PDA

View Full Version : Speeding up a loop?



achilles03
- 23rd April 2020, 18:01
I'm trying to generate multiple audio tones using a DAC/resistor ladder (currently 4 bit / 16 values - will scale up eventually), but am troubleshooting increasing the speed of this loop for a single tone. Originally I was using a sine lookup table, but for multiple tones it appears to be too slow. I'm currently using a roughed-in binary version of 'Bhaskara I's sine approximation formula', which eliminates any lookups.

However, the implementation I have currently is also slower than I'd like. I will scale up to a 20Mhz OSC at some point, but would like to get this loop <~25uS with a 4Mhz osc if possible.

My question is: what instructions in the loop below are computationally expensive, and what changes could be suggested to speed it up? I'm not sure how much additional overhead I incur with word variable operations as opposed to byte variable operations...?

Thanks in advance!
Dave


define OSC 4

cmcon=7

timebyte var byte
x var byte
range var word
ampvar var byte
ampvar2 var byte
nvar var word
dvar var word
fvar var byte
negflip var byte

pausec1 con 25

TRISB = %00000000

timebyte=0

high porta.1

loop1:
x=timebyte & 127
range=128-x
range=range*x
nvar=range<<3
dvar=20480-range
dvar=dvar>>2
fvar=nvar/dvar
ampvar=8+fvar
negflip=2*timebyte.7
ampvar2=ampvar-negflip*fvar
PORTB=ampvar2
timebyte=timebyte+1
goto loop1

tumbleweed
- 23rd April 2020, 18:27
There is no way that's anywhere near as fast as a lookup table.

In your post on the MPELABS forum you had:


lookbyte=timebyte // 32
ampvar=SINB[lookbyte]

The killer there is the '//'.

Did you try replacing that with richard's suggestion (anding timebyte with 31)?
You need to get rid of all multiplication and division related instructions.

If you want to get < 25us with a 4MHz clock you only have 25 asm instructions for the entire loop.

achilles03
- 23rd April 2020, 19:09
I did implement the "& 31" change, and that did significantly speed it up (output tone increased to ~2400 Hz, which is an order of magnitude increase and the // operation was indeed the main speed killer).

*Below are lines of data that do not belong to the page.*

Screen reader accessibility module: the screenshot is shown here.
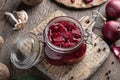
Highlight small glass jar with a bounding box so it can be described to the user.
[10,32,43,69]
[23,0,43,6]
[43,16,86,66]
[10,16,86,69]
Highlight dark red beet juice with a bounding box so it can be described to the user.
[44,16,86,66]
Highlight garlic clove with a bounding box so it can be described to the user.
[112,39,120,59]
[23,0,43,6]
[5,10,28,30]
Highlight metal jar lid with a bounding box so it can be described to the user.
[10,33,43,69]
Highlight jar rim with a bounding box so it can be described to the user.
[44,16,84,53]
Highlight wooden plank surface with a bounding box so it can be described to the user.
[0,0,120,80]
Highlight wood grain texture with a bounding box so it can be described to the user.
[54,0,107,9]
[32,11,110,80]
[0,0,120,80]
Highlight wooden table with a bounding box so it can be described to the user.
[0,0,120,80]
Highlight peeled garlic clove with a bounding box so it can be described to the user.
[112,39,120,59]
[23,0,43,6]
[5,10,28,30]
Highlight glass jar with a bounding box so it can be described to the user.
[10,32,43,69]
[10,16,86,69]
[43,16,86,66]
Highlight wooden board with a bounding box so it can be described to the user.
[32,11,110,80]
[54,0,107,9]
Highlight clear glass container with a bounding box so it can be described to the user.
[11,33,43,69]
[43,16,86,66]
[11,16,86,69]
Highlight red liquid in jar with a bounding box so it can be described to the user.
[45,20,86,65]
[48,21,81,48]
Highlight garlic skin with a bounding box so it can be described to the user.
[0,63,10,80]
[0,36,4,49]
[23,0,43,6]
[115,39,120,47]
[5,10,28,30]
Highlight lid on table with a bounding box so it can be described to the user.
[11,33,43,69]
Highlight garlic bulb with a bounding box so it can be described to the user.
[5,10,28,30]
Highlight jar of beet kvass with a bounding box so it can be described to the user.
[43,16,86,66]
[10,16,86,69]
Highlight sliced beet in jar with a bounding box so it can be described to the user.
[44,16,86,65]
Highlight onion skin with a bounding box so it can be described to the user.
[106,0,120,19]
[102,21,120,42]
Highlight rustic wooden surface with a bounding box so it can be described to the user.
[0,0,120,80]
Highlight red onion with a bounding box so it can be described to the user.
[106,0,120,19]
[103,21,120,42]
[112,39,120,59]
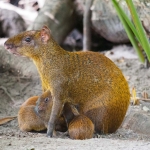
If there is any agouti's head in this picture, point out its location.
[4,26,51,58]
[35,90,53,120]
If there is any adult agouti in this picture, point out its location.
[4,26,130,137]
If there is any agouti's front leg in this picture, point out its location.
[47,98,63,137]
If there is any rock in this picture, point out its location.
[0,8,26,37]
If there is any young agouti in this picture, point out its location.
[63,103,94,140]
[35,94,94,140]
[4,26,130,137]
[18,91,67,132]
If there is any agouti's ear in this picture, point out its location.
[40,26,50,44]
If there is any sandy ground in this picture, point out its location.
[0,46,150,150]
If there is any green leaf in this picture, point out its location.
[126,0,150,61]
[112,0,145,62]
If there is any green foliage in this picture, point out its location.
[112,0,150,62]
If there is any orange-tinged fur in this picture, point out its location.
[63,103,94,140]
[35,90,69,132]
[5,26,130,137]
[18,91,67,132]
[18,96,46,131]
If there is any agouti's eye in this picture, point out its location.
[25,37,31,43]
[45,97,49,103]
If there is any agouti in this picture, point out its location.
[18,91,67,132]
[35,90,69,132]
[35,91,94,140]
[4,26,130,137]
[63,103,94,140]
[18,96,46,131]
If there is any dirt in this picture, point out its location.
[0,46,150,150]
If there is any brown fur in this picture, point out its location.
[5,26,130,137]
[63,103,94,140]
[35,90,69,132]
[18,96,46,131]
[18,91,67,132]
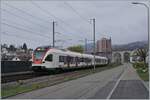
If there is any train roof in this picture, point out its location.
[45,48,107,59]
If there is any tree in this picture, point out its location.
[67,45,83,53]
[9,44,16,51]
[136,48,148,65]
[22,43,27,52]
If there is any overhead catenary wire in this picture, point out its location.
[4,3,49,25]
[64,1,91,24]
[1,23,49,39]
[1,8,47,29]
[31,0,83,38]
[4,3,77,38]
[2,31,44,43]
[2,18,49,36]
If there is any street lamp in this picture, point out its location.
[132,2,150,82]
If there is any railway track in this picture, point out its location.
[1,71,46,83]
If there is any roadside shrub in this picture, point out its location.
[133,62,145,69]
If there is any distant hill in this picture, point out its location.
[112,41,148,51]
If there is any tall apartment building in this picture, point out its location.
[96,38,112,60]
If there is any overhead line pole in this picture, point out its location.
[53,21,56,48]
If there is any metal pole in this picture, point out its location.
[132,2,150,96]
[53,21,55,48]
[84,38,87,53]
[92,18,95,70]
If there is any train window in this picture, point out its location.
[45,54,53,61]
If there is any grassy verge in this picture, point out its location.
[1,64,119,98]
[133,62,149,81]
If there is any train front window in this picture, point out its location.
[34,51,45,59]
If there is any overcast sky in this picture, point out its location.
[1,0,148,48]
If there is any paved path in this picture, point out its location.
[110,64,149,99]
[9,64,148,99]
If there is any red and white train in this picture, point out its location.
[32,46,108,71]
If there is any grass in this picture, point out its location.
[1,64,119,98]
[136,69,149,81]
[133,62,149,81]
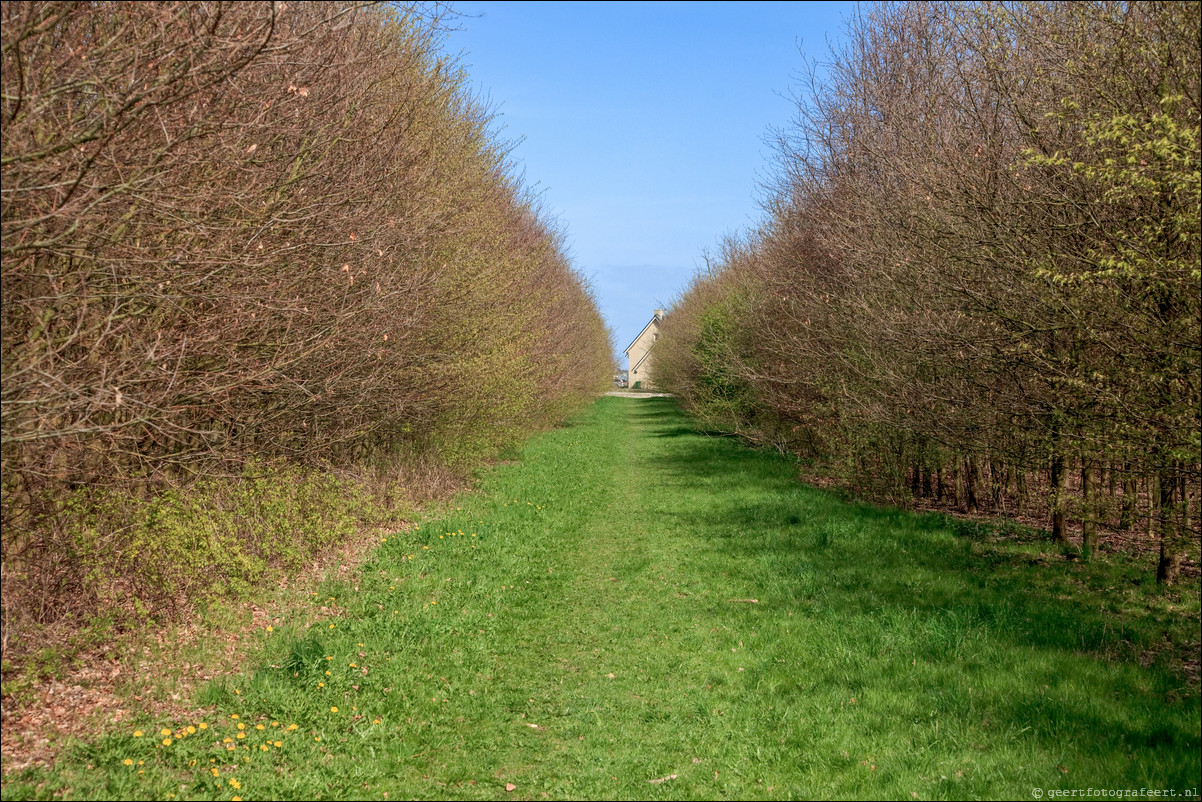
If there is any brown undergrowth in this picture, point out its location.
[0,523,412,776]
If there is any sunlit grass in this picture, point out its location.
[5,399,1200,800]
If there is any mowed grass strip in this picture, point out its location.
[5,398,1200,800]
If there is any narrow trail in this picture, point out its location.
[5,398,1200,800]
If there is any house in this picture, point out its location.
[625,309,664,390]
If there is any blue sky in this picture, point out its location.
[445,1,856,367]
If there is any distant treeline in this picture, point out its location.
[0,0,612,642]
[656,2,1202,582]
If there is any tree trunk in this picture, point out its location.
[1081,458,1097,559]
[1051,450,1069,543]
[1156,469,1185,584]
[964,457,981,512]
[1119,463,1139,529]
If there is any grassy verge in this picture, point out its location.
[5,398,1200,800]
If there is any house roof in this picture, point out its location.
[631,343,655,370]
[623,315,662,353]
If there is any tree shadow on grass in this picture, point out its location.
[631,402,1200,788]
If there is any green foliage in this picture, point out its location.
[5,398,1200,800]
[657,2,1202,582]
[0,2,611,644]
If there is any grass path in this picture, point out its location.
[5,398,1200,800]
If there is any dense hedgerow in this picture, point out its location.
[0,2,609,638]
[657,2,1202,582]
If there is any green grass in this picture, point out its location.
[5,398,1200,800]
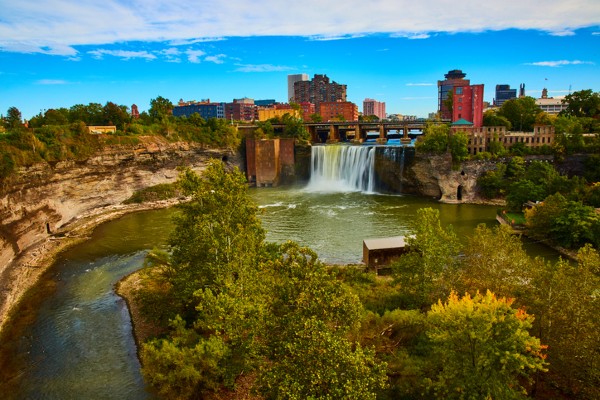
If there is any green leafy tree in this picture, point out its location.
[477,163,506,199]
[416,123,450,154]
[489,133,507,157]
[461,224,532,297]
[427,291,546,399]
[448,132,469,162]
[483,110,512,130]
[169,160,265,318]
[103,101,131,130]
[141,318,229,399]
[148,96,173,122]
[498,96,541,132]
[44,108,69,125]
[561,89,600,118]
[529,245,600,399]
[392,208,461,308]
[5,107,23,129]
[259,242,387,399]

I still have that on the back burner as a fallback if I can't get anything faster.

At this point I'm trying to figure out if it's possible to implement multiple "decent" audio tones up to 10kHz on a 16Fxx architecture with a 20Mhz OSC. I've even considered compromising with a "less clean" sin approximation, such as a simple polynomial for the quarter wave (ex: =x*22/14-47/21249*x^2-7*x^3/(2^16) with x in binary radians has an error of about 1.7%, assuming I can implement it without being killed time-wise with DIV32).

Thanks,
Dave

richard
- 24th April 2020, 00:08
(ex: =x*22/14-47/21249*x^2-7*x^3/(2^16) with x in binary radians has an error of about 1.7%, assuming I can implement it without being killed time-wise with DIV32).

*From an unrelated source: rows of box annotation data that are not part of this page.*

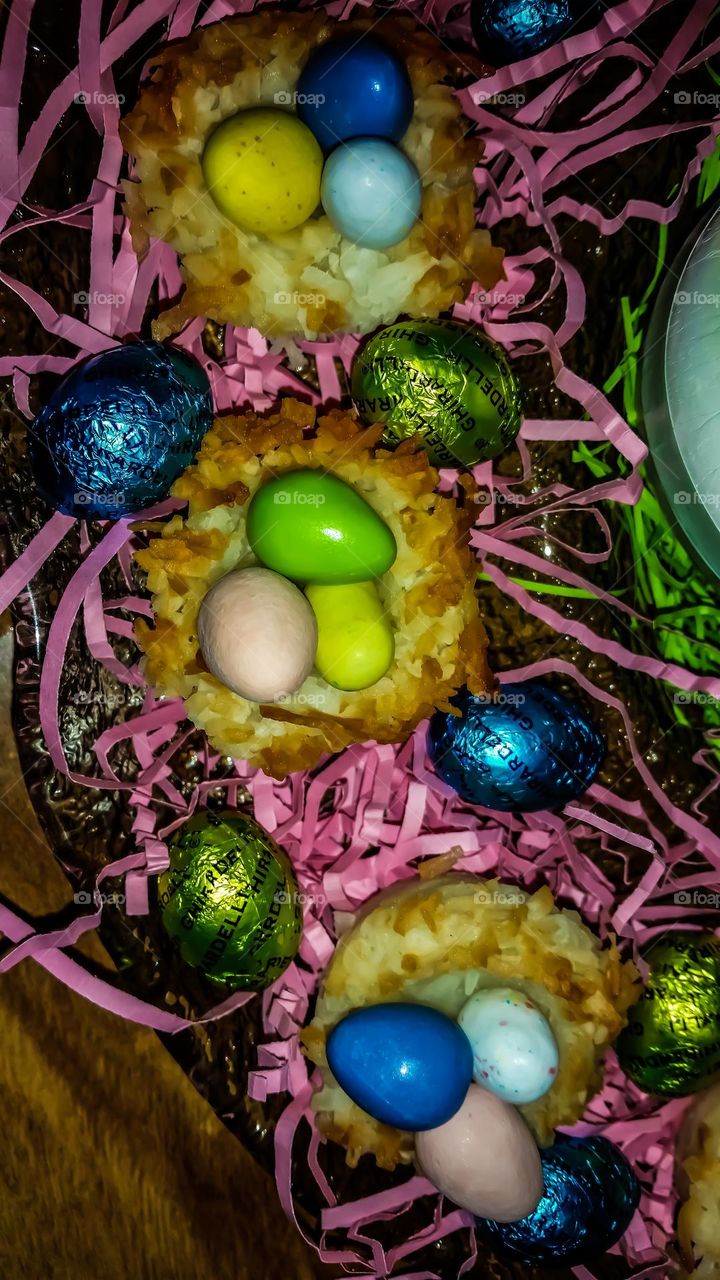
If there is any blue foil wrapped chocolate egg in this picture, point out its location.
[428,680,605,813]
[477,1134,641,1267]
[327,1002,473,1133]
[470,0,602,67]
[28,342,213,520]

on a esp8266 @ 160mhz clk or a esp32 , pic16fxx never

tumbleweed
- 24th April 2020, 11:11
audio tones up to 10kHz on a 16Fxx architecture with a 20Mhz OSC
16Fxx isn't the best choice

For comparison:
16Fxx @ 20MHz executes instructions at 5 MIPS,
16F1xxxx @ 32MHz -> 8 MIPS,
18F @ 64MHz -> 16 MIPS

Looking back at your original pseudo code with lookup table SINB array in ram:


loop1:
lookbyte=timebyte and 31
ampvar=SINB(lookbyte)
PORTB=ampvar
timebyte=timebyte+1
goto loop1


On a PIC18F @ 64MHz this executes in 1us/loop (1MHz update rate)
If you put the SINB table in ROM (which is more likely) it slows down to 1.25us/loop (800KHz update rate)

I didn't do those evaluations using PBP, so I don't know if it's much slower than that.

richard
- 24th April 2020, 14:46
a 16f648a@20mhz just passes 8khz with a 32 step lu in asm for a 4 bit r2r ladder on portb
my lu values may be dodgy i just guessed them, result looks awful @ any freq



#CONFIG __config _INTOSC_OSC_NOCLKOUT & _WDT_ON & _PWRTE_OFF & _MCLRE_ON & _BODEN_ON & _LVP_OFF & _DATA_CP_OFF & _CP_OFF
#ENDCONFIG

DEFINE OSC 20


inx var byte bank0
trisb=%11110000
goto overasm
asm

table
addwf PCL, F
retlw 8
retlw 9
retlw 10
retlw 11
retlw 12
retlw 13
retlw 14
retlw 14
retlw 15
retlw 14
retlw 14
retlw 13
retlw 12
retlw 11
retlw 10
retlw 9
retlw 8
retlw 6
retlw 5
retlw 4
retlw 3
retlw 2
retlw 1
retlw 1
retlw 0
retlw 1
retlw 1
retlw 2
retlw 3
retlw 4
retlw 5
retlw 6
_lu
movf _inx ,w
call table
MOVE?AB PORTB
RETURN
ENDASM
overasm:
inx=0
loopp:
CALL lu
inx=inx+1
inx =inx&31
goto loopp

CuriousOne
- 25th April 2020, 09:00
There is another approach. Check this video.

https://www.youtube.com/watch?v=ophqt_RmiS0

C (https://www.youtube.com/watch?v=ophqt_RmiS0)ode in description.

Ioannis
- 26th April 2020, 18:27
This guy has done unbelievable things with low end PIC and also a color video game with multi channel sound and VGA output on a PIC18F2550!
http://pic24.ru/doku.php/en/osa/articles/vga_game

Using an RTOS...

Ioannis

CuriousOne
- 27th April 2020, 06:40
Yeah, in his creations, 16F690 outperforms some guys with RPI :D

Ioannis
- 27th April 2020, 08:54
I dare to say that he is a Case Study! Wish I was proficient in C to run through his code.

Ioannis

richard
- 27th April 2020, 10:20
in my wildest imaginings i never expected such feats on such modest hardware from a rtos.
humbled yet again.
rtos something else to learn where will it end?

Ioannis
- 27th April 2020, 14:26
Who knows really? Very exciting though!

Ioannis

CuriousOne
- 27th April 2020, 20:44
Well there is a color game with sound even on 16F628A, I've built it, but you need SCART input to use it, no VGA output...

Ioannis
- 27th April 2020, 21:17
I think you mean this one:

https://www.quinapalus.com/picsi.html

Ioannis